CELLE (PM). Das Verwaltungsgericht Lüneburg hat gestern die Allgemeinverfügung des Landkreises Celle von Montag, 29. März, und die darin angeordneten Ausgangsbeschränkungen, die noch bis zum 13. April gelten, als „voraussichtlich rechtmäßig“ eingestuft und einen Antrag auf Gewährung vorläufigen Rechtsschutzes abgelehnt.

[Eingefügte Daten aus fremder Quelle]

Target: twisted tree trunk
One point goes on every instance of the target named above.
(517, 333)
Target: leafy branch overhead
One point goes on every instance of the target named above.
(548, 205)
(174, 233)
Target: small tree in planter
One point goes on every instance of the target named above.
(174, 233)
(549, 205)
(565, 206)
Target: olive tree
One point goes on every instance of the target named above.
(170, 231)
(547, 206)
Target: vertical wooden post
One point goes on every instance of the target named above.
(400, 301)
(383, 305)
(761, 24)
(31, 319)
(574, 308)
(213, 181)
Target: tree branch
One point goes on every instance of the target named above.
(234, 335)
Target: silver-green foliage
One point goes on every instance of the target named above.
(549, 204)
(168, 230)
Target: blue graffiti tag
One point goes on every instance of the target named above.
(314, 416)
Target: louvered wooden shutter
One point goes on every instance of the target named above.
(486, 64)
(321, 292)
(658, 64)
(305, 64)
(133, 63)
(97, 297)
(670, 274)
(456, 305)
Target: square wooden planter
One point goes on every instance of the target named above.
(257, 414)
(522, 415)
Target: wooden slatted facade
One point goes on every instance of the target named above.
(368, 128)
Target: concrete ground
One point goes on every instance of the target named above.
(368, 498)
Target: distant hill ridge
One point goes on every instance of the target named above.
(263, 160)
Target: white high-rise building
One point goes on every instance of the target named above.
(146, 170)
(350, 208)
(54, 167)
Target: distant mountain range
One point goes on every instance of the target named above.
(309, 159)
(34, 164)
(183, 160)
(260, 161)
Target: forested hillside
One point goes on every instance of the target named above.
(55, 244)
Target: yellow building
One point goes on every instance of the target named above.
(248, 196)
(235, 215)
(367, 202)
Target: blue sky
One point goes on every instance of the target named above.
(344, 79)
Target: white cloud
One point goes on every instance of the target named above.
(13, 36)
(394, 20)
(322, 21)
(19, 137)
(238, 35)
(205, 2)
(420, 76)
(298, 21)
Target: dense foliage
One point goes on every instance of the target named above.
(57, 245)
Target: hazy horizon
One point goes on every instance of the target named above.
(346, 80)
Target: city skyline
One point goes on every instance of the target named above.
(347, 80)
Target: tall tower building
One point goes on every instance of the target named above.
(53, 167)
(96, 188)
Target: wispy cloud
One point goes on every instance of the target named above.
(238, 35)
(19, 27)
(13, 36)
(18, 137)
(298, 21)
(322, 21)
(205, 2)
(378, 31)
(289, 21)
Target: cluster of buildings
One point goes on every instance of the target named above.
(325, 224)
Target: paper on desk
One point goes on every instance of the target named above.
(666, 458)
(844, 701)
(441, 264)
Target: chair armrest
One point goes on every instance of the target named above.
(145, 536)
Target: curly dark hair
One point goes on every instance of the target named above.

Die angeordneten Ausgangsbeschränkungen sind nach Meinung des Verwaltungsgerichtes Lüneburg verhältnismäßig: Die Wirksamkeit von Ausgangsbeschränkungen werde durch mehrere Studien belegt. Der Landkreis habe sich dabei auf die Kommunen beschränkt, in denen sich das Infektionsgeschehen besonders hoch darstelle, nämlich die Städte Celle und Bergen, die Gemeinde Wietze und die Samtgemeinde Flotwedel.

Die Ausgangsbeschränkungen seien zur Verhinderung der Verbreitung der Corona-Pandemie erforderlich. Ohne sie sei eine wirksame Eindämmung des SARS-CoV-2-Virus erheblich gefährdet. Es gebe im Landkreis Celle deutliche Hinweise darauf, dass sich die meisten Personen im privaten Bereich und insbesondere auf Familienfeiern, Partys und Nachbarschaftstreffen ansteckten. Der Landkreis Celle habe zuvor umfangreiche anderweitige Maßnahmen getroffen, trotzdem habe sich das Infektionsgeschehen aber wesentlich verschlechtert.

Es sei auch kein gleich wirksames und weniger belastendes (milderes) Mittel erkennbar. Insbesondere die vom Antragsteller geforderten Betretungsverbote für bestimmte öffentliche Plätze oder Ausgangsbeschränkungen am Tage seien im Landkreis Celle nicht zielführend, da vor allem private Zusammenkünfte in den Abendstunden und abendlicher Alkoholkonsum dazu führten, dass die nötigen Abstands- und Hygieneregeln nicht eingehalten würden.